Турнир начался; и с одной, и с другой стороны набралось по доброй тысяче человек.

– К какой стороне мы примкнем? – спросил Богор своего оруженосца. – Поддержим дам или девиц?

– Сир, прежде чем я вам отвечу, взгляните на эту прекраснейшую из дев; судя по богатым одеждам, должно быть, это дочь короля.

Богор поднял голову, и принцесса поспешила окликнуть его:

– Сир рыцарь, вы прибыли уж точно не из первых: не иначе как у вас нет возлюбленной, или вы ничуть не стараетесь ей угодить.

Вместо ответа он ринулся в гущу сражения.

Читатель уже готов увидеть, как он повергает наземь рыцарей и коней, ломает копья, рубит и колет; одним словом, привлекает к себе взоры всех дам.

Когда битвы и поединки завершились, дочь короля обратилась к своим спутницам:

– Теперь, сударыни, веское слово за нами. Нам предстоит указать первейшего из всех, а после него – двенадцать лучших рыцарей турнира.

Они удалились в сторонку и не колеблясь согласились отдать первенство рыцарю с двуцветным щитом. Королевна выслушала приговор и одобрила его всею душой. Девицы вернулись в ложи, и королевские рыцари ввели туда Богора. Там, в присутствии Брангора, ему пожаловали награду лучшего бойца. Потом девицы указали двенадцать рыцарей, более других подобных доблестью Богору, и был подан знак к началу пиршества. Они раздели Богора, омыли ему лицо и грудь, измаранные доспехами. Королевна велела принести богатое платье из алой парчи на горностаевом меху; она сама одела его, невзирая на смущение, в которое повергла его столь щедрая опека.

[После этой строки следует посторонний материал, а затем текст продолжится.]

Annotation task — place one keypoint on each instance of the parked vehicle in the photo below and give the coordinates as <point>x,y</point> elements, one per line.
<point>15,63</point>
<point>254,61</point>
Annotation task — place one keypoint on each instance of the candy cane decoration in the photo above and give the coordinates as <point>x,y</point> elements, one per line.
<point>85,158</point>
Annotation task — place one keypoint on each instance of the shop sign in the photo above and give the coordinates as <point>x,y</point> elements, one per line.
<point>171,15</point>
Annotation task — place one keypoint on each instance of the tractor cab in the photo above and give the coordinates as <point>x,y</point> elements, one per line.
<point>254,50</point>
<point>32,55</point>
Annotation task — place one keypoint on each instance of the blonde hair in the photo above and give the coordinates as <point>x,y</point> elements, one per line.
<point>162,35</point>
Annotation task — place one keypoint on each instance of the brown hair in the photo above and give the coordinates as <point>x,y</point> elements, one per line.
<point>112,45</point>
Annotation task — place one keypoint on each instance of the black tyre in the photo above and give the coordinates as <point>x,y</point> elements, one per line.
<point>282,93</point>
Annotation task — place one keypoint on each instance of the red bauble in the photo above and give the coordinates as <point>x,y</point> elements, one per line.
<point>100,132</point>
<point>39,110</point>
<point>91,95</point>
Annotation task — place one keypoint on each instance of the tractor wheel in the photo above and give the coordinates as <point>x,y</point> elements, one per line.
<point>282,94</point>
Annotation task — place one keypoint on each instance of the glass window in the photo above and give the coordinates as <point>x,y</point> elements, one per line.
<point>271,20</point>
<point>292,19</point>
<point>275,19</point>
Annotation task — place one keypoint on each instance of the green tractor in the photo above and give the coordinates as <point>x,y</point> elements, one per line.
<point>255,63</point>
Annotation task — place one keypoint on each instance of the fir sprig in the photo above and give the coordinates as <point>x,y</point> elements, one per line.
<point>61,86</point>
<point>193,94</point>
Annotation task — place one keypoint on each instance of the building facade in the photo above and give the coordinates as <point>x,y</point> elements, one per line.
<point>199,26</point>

Вдоль луга расставили столы; по обе стороны большой сосны растянули два шатра: в один занесли золотое кресло и стол для двенадцати лучших после Богора; в другой стол короля и бывалых рыцарей. Богору волей-неволей пришлось занять золотое кресло; его румянец лишь пуще красил его. Двенадцать избранных рыцарей, преклонив колени, подали ему первое блюдо; затем они вновь сели за стол. Дамы разносили второе блюдо; король и бывалые рыцари – третье; прочие подавали девицы, помимо пряностей, которые королевна пожелала подать сама. Во время трапезы на лугу водили хороводы; все любовались без устали красотой, изяществом, богатыми нарядами такого изобилия дам и девиц; но королевская дочь затмевала их всех, и каждый готов был вторить, что от века не было на свете дамы, сравнимой с нею по красоте, разве только Мария, пресвятая Богородица.

– Сир рыцарь, – сказал Богору король, – вы стяжали великую честь, приняв награду сильнейшего бойца. Извольте по этой причине взять для себя и на свое усмотрение ту из многих благородных дев, какую сочтете прекраснее всех. После чего вы отдадите каждому из этих двенадцати рыцарей по одной из лучших красавиц, коих признаете таковыми вслед за вашей избранницей.

– Обязан ли я это сделать, сир, то, что вы сказали?

– Да; так повелел мой отец при жизни своей, и я не намерен поступать иначе.

– Но если рыцарь, облеченный правом выбора, – возразил Богор, – намерен не воспользоваться своим правом?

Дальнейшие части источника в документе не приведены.